I had some success with a baseball analogy last week, so I’ll try another. If you wanted to measure the effectiveness of basketball coaches, wouldn’t you need to randomly distribute the players, and account for the variable quality of the rest of the staff, and the facilities? Of course you would. So, Phil Jackson should have as good a chance of guiding the Los Angeles Clippers to a championship as he did the Los Angeles Lakers.

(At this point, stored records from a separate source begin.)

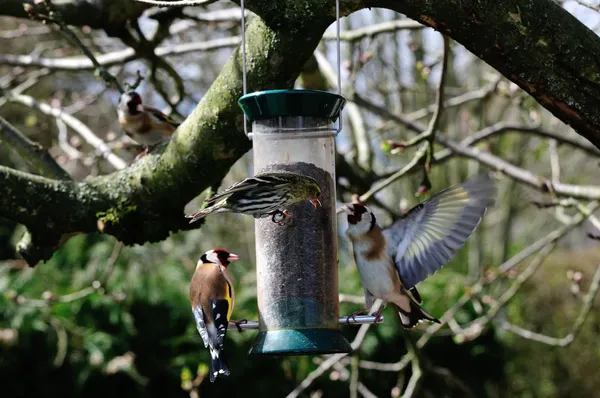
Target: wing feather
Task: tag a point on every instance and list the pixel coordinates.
(427, 237)
(201, 324)
(260, 185)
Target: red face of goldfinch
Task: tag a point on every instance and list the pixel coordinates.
(133, 102)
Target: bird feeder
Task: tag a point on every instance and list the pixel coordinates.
(296, 263)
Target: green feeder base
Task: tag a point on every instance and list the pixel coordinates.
(300, 342)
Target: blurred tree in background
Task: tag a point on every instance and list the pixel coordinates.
(105, 312)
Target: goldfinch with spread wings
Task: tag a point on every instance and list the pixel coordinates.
(392, 261)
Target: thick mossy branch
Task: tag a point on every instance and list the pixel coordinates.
(145, 202)
(537, 44)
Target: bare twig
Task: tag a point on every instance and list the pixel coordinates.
(116, 57)
(361, 138)
(50, 298)
(74, 123)
(430, 133)
(478, 94)
(474, 328)
(54, 16)
(34, 154)
(371, 31)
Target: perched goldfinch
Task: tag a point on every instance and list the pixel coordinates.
(212, 298)
(146, 125)
(263, 195)
(417, 245)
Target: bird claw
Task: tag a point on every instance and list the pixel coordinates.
(354, 314)
(141, 155)
(238, 323)
(377, 315)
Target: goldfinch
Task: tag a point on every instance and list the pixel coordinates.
(212, 298)
(263, 195)
(146, 125)
(392, 261)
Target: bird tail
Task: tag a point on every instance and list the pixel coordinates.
(416, 314)
(217, 364)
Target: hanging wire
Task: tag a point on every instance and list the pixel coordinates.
(339, 59)
(244, 88)
(338, 53)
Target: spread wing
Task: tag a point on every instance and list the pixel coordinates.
(256, 187)
(428, 236)
(161, 116)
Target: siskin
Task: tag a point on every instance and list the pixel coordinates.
(263, 195)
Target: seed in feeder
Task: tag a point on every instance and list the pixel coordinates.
(297, 270)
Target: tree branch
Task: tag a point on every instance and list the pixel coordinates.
(552, 58)
(145, 202)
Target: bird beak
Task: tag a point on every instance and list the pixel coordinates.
(348, 209)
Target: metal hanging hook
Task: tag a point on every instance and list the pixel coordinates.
(338, 53)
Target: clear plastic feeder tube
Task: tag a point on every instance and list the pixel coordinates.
(296, 263)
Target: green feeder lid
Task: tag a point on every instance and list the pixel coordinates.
(275, 103)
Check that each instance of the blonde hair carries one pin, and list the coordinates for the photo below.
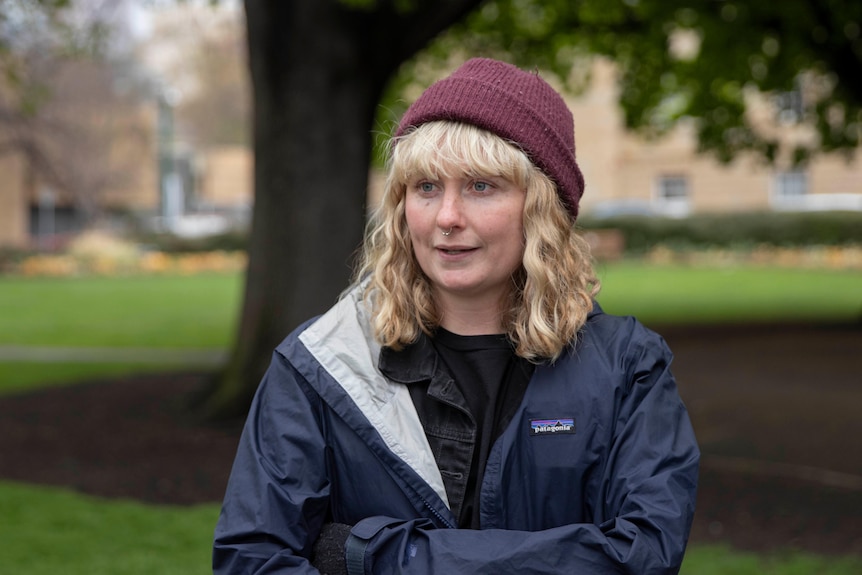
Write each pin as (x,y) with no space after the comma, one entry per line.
(552,292)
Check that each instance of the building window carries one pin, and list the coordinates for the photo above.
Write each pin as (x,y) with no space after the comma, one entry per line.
(672,196)
(790,106)
(791,185)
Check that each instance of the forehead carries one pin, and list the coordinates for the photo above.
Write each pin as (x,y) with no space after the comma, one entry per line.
(458,153)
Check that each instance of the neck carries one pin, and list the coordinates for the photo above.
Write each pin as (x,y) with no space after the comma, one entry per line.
(469,317)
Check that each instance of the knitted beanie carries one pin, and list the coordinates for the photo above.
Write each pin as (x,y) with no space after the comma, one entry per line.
(516,105)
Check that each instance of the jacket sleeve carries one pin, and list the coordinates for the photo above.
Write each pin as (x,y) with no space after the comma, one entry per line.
(277,495)
(644,509)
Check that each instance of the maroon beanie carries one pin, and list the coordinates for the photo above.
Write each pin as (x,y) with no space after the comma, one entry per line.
(513,104)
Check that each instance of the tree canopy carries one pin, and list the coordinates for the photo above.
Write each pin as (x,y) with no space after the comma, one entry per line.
(693,60)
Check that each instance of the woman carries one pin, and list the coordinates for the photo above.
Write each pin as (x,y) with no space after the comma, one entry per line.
(466,407)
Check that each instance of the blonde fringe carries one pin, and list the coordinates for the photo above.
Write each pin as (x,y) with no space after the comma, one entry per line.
(551,295)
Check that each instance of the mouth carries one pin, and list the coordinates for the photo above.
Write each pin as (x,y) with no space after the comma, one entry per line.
(455,251)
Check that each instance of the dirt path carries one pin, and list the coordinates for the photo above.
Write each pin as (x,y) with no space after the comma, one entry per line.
(776,410)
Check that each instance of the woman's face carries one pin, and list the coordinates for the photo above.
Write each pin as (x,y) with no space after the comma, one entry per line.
(483,218)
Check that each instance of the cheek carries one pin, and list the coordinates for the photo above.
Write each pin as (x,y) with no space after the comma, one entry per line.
(416,223)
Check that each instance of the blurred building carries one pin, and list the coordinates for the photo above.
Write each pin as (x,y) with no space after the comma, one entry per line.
(627,175)
(197,192)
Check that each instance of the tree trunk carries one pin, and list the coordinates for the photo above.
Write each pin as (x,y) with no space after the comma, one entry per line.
(317,73)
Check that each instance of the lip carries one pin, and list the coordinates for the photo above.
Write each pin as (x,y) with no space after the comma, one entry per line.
(454,251)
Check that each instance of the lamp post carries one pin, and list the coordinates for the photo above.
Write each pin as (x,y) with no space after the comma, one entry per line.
(170,183)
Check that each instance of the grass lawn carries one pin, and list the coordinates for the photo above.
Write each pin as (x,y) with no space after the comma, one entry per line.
(149,311)
(680,294)
(50,530)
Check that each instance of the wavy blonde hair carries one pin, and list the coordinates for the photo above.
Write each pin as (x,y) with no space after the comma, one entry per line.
(552,292)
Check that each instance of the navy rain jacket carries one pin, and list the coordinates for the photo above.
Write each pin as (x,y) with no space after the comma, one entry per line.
(596,473)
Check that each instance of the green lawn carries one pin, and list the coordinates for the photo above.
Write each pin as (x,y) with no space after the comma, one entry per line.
(49,530)
(680,294)
(149,311)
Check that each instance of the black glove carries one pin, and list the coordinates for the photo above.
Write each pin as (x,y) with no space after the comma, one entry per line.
(327,554)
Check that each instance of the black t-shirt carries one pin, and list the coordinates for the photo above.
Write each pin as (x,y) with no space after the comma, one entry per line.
(492,380)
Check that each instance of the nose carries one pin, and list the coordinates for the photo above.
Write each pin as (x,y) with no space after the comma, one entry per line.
(450,214)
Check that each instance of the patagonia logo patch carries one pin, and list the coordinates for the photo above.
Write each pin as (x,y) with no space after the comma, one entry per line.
(552,426)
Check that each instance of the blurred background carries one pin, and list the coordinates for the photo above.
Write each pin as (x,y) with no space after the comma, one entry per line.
(182,182)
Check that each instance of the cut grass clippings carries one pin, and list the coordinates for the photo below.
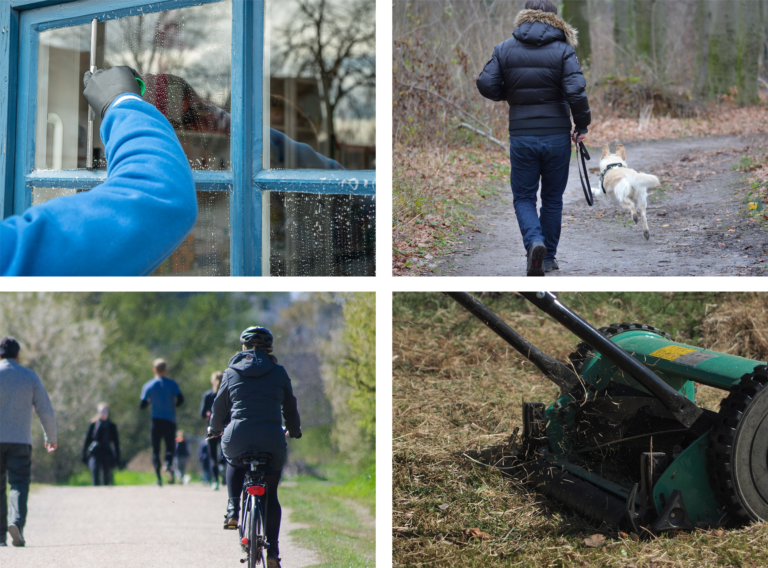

Now, if we were to run win-loss records through the VAM data analysis in the same backwards fashion, consider the results. Do you think next year’s lineup would appear to affect this year’s record? Of course they would, and the reason is obvious: in most cases, there will be considerable overlap. You don’t start each year with an entirely new roster. However, in schools, you do start with a new roster. The report has this to say about the phantom future effect:
Inasmuch as a student’s later fifth grade teacher cannot possibly have influenced that student’s fourth grade performance, this curious result can only mean that students are systematically grouped into fifth grade classrooms based on their fourth grade performance. For example, students who do well in fourth grade may tend to be assigned to one fifth grade teacher while those who do poorly are assigned to another. The usefulness of value-added modeling requires the assumption that teachers whose performance is being compared have classrooms with students of similar ability (or that the analyst has been able to control statistically for all the relevant characteristics of students that differ across classrooms).
On this point, it appears to me the EPI report authors could go even further in taking apart VAM. Consider the impossibility of ever identifying and controlling for “all” of the factors that could affect the data (especially dealing with samples as small as one class. Larger studies can claim to mute the effects of variables by working with large samples). Or, lower the bar from “all” to “enough” – and then tell me how you find “enough” without knowing how many there are in the first place. And in actuality, the proponents of VAM would need to account not only for the varying characteristics of students, but also the varying effects of combinations of students, the varying effects of classrooms themselves, and the varying effects of every relevant factor in the school that could affect the teacher, students, or classroom.
Meanwhile, more states are winning Race to the Top grants, and celebrating the opportunity to waste money on this misguided approach, as they ignore more cost-effective and proven ways to improve schools and support teachers and students. We lead the industrialized world in child poverty and poor health care, but by all means, lets pour hundreds of millions of dollars into voodoo methods to pick out the bad teachers and reward the good ones. The report authors conclude their executive summary with this sobering and entirely realistic assessment of the consequences if we continue down this path:
Adopting an invalid teacher evaluation system and tying it to rewards and sanctions is likely to lead to inaccurate personnel decisions and to demoralize teachers, causing talented teachers to avoid high-needs students and schools, or to leave the profession entirely, and discouraging potentially effective teachers from entering it. Legislatures should not mandate a test-based approach to teacher evaluation that is unproven and likely to harm not only teachers, but also the children they instruct.